The Epworth Sleepiness Scale (ESS): What Is It and How Does It Work?

Last updated: September 25th, 2023

What Is the Epworth Sleepiness Scale?

The Epworth Sleepiness Scale (ESS) is an 8-question survey used as a tool to detect excessive daytime sleepiness (EDS). It was developed in 1990 and has been validated as an accurate measure of sleep alertness Trusted Source National Sleep Foundation The National Sleep Foundation is dedicated to improving sleep health and safety through education, public awareness, and advocacy. View Source . The ESS is commonly distributed to patients as part of a sleep study in order to assess the severity of sleepiness and possible causes for it. Each of the 8 questions looks at the likelihood that the individual will doze off during a variety of common circumstances.

What Is Excessive Daytime Sleepiness?

Excessive daytime sleepiness (EDS) is a commonly recognized disorder characterized by an excessive feeling of sleepiness that occurs during the day and affects one’s alertness and ability to stay awake.

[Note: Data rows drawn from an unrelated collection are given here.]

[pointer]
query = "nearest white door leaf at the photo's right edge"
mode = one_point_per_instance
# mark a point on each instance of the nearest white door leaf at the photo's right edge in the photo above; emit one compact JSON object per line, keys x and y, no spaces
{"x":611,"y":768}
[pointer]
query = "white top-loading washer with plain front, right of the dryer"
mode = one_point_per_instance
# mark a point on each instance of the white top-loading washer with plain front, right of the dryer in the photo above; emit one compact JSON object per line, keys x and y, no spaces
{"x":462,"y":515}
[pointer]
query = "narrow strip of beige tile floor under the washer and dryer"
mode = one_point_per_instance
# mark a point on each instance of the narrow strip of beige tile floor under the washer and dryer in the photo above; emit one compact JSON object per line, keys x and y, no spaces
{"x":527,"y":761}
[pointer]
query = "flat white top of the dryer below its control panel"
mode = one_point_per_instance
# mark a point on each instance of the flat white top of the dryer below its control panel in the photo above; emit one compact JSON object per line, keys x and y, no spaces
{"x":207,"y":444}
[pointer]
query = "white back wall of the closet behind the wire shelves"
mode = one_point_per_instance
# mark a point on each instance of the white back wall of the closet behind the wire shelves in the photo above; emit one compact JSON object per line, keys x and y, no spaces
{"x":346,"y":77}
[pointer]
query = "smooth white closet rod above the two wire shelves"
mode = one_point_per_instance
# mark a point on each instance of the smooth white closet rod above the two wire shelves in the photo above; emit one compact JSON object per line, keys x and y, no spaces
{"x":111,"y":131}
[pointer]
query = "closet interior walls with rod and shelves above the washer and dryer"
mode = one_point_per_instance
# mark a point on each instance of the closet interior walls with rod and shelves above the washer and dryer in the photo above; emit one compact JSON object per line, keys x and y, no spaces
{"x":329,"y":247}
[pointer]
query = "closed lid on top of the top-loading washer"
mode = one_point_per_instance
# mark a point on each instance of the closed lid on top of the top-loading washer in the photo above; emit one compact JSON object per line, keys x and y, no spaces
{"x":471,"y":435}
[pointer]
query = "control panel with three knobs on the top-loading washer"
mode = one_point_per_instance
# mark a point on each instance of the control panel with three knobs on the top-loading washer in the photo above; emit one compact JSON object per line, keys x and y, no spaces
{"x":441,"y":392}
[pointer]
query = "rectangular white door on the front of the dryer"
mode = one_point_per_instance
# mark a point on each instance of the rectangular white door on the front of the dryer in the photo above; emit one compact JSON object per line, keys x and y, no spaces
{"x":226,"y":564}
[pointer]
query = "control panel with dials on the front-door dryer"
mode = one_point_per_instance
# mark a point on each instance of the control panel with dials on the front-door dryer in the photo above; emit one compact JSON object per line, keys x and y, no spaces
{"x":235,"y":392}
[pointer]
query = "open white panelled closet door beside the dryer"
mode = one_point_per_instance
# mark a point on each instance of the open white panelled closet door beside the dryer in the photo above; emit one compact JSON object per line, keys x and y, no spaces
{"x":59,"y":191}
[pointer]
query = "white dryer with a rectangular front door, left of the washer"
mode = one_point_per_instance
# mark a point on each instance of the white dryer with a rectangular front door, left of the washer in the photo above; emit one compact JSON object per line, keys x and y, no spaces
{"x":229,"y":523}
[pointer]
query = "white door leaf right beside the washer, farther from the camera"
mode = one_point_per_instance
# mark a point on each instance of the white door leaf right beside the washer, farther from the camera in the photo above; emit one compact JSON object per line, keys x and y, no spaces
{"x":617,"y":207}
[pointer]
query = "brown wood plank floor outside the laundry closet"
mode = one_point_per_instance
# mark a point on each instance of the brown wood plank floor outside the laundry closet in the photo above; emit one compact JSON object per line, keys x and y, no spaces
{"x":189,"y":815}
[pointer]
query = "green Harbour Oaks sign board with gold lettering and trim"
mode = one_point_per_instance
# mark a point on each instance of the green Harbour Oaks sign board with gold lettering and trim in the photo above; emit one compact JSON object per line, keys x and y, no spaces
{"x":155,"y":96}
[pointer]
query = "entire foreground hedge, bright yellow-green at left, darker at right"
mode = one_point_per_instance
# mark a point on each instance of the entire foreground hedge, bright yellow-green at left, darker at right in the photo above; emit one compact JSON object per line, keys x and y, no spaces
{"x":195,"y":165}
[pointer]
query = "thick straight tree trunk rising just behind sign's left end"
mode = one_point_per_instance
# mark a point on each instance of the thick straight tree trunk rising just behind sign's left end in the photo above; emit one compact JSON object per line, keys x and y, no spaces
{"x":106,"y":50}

EDS can be caused by a variety of different factors, including sleep deprivation and circadian rhythm disorders. It can also be a symptom of other medical conditions such as narcolepsy or obstructive sleep apnea Trusted Source MedlinePlus MedlinePlus is the U.S. National Library of Medicine's one-stop shop for reliable, up-to-date, and authoritative health information. View Source .

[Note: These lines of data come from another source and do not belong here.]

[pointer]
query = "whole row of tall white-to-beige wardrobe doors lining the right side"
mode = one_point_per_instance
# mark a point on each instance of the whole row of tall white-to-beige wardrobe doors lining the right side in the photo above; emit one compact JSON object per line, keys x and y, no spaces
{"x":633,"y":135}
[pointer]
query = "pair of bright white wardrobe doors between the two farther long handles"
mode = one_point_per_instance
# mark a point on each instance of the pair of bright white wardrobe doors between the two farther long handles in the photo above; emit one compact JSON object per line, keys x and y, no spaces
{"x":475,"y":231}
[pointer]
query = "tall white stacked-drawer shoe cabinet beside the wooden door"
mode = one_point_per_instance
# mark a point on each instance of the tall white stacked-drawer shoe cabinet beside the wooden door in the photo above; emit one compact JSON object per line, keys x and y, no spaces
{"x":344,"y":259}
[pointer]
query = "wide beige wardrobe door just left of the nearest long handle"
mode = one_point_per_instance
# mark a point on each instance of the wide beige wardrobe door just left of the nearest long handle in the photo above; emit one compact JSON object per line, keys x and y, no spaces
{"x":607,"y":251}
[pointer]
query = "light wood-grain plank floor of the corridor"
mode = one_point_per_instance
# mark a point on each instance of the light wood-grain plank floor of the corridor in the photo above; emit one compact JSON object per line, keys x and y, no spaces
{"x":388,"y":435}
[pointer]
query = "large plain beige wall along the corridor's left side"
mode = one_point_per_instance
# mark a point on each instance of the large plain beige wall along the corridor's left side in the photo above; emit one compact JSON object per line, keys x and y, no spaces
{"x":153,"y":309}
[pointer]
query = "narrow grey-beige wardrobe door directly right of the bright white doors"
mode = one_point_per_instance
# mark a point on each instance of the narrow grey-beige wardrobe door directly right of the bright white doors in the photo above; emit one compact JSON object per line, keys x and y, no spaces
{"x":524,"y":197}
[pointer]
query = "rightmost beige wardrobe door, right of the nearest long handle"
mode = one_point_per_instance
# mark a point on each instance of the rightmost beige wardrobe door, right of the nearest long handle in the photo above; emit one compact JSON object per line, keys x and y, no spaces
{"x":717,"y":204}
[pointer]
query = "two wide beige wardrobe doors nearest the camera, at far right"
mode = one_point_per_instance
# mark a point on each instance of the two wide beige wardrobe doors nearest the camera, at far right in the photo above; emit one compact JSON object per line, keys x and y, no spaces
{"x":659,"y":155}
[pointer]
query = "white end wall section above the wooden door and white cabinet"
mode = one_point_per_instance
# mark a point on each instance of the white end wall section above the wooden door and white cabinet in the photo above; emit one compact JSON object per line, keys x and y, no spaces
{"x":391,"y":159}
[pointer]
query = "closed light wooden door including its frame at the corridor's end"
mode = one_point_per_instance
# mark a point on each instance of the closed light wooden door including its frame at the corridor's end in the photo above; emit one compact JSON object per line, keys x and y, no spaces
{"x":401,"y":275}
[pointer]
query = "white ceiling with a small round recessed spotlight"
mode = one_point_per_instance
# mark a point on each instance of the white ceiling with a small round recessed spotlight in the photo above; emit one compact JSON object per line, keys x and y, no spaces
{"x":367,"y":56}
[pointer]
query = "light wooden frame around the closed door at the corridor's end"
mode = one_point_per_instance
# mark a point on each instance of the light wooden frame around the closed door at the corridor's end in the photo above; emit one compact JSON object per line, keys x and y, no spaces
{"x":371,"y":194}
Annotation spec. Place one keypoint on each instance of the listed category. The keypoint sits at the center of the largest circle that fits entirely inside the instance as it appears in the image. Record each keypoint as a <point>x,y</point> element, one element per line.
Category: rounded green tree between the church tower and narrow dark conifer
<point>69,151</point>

How the Epworth Sleepiness Scale Identifies Excessive Sleepiness

The 8-question Epworth Sleepiness Scale survey is designed to assess the severity of a person’s daytime sleepiness over the past month. Each of the questions evaluates the likelihood that a person will doze off during different situations. The individual rates from 0 to 3 how likely they are to doze in each situation, with 0 being no chance of dozing and 3 being a high likelihood of dozing off.

How Does the Epworth Sleepiness Scale Work?

The ESS assesses a person’s daytime sleepiness by looking at the likelihood of dozing off in 8 different circumstances. The individual rates from 0 to 3 how likely they are to doze off in each situation, with 0 being no chance and 3 being a high chance of dozing off. Based on the individual’s responses, the ESS then assigns a score between 0 and 24. A score of 10 or higher is considered to be indicative of EDS Trusted Source International Journal of General Medicine International Journal of General Medicine is a peer-reviewed open access journal that publishes evidence-based research on all aspects of general medicine. View Source. It is important to note that the ESS is just one tool and that a medical consultation is necessary if excessive daytime sleepiness is suspected.

Limitations of the Epworth Sleepiness Scale

The ESS is a valuable tool for detecting EDS but it also has certain limitations. Firstly, the ESS only measures the level of sleepiness over the past month which may not be indicative of an individual’s underlying medical condition. Secondly, the score given by the ESS does not indicate the cause of the excessive sleepiness. For this, a medical evaluation is usually necessary. Finally, the ESS is subjective and may be skewed by factors such as anxiety or depression.

Can the Epworth Sleepiness Scale Be Used For Children and Adolescents?

Yes, the ESS can be used for children and adolescents but it is important to note that the questions may need to be modified for age-appropriate situations Gortmaker, S. et al., “Validation of the Pediatric Epworth Sleepiness Scale”, Pediatrics, 1996. View Source. Certain adaptations may be necessary depending on the age of the individual being assessed.

Other Types of Sleep Studies

The Epworth Sleepiness Scale is just one tool that can be used to assess sleepiness and collect information from individuals. There are also other types of sleep studies that can be used such as actigraphy, polysomnography, and multiple sleep latency testing. Polysomnography is the most comprehensive of these as it not only measures physical and mental activity during sleep but can also detect possible underlying medical issues. Multiple sleep latency testing is another type of sleep study that measures the latency (the time it takes to fall asleep) during nap opportunities.

In conclusion, the Epworth Sleepiness Scale is a useful tool for identifying excessive daytime sleepiness but it should not be used as the sole method for diagnosing sleep-related issues. Other forms of testing such as polysomnography and multiple sleep latency testing may be necessary to assess potential medical conditions related to the sleepiness reported on the ESS.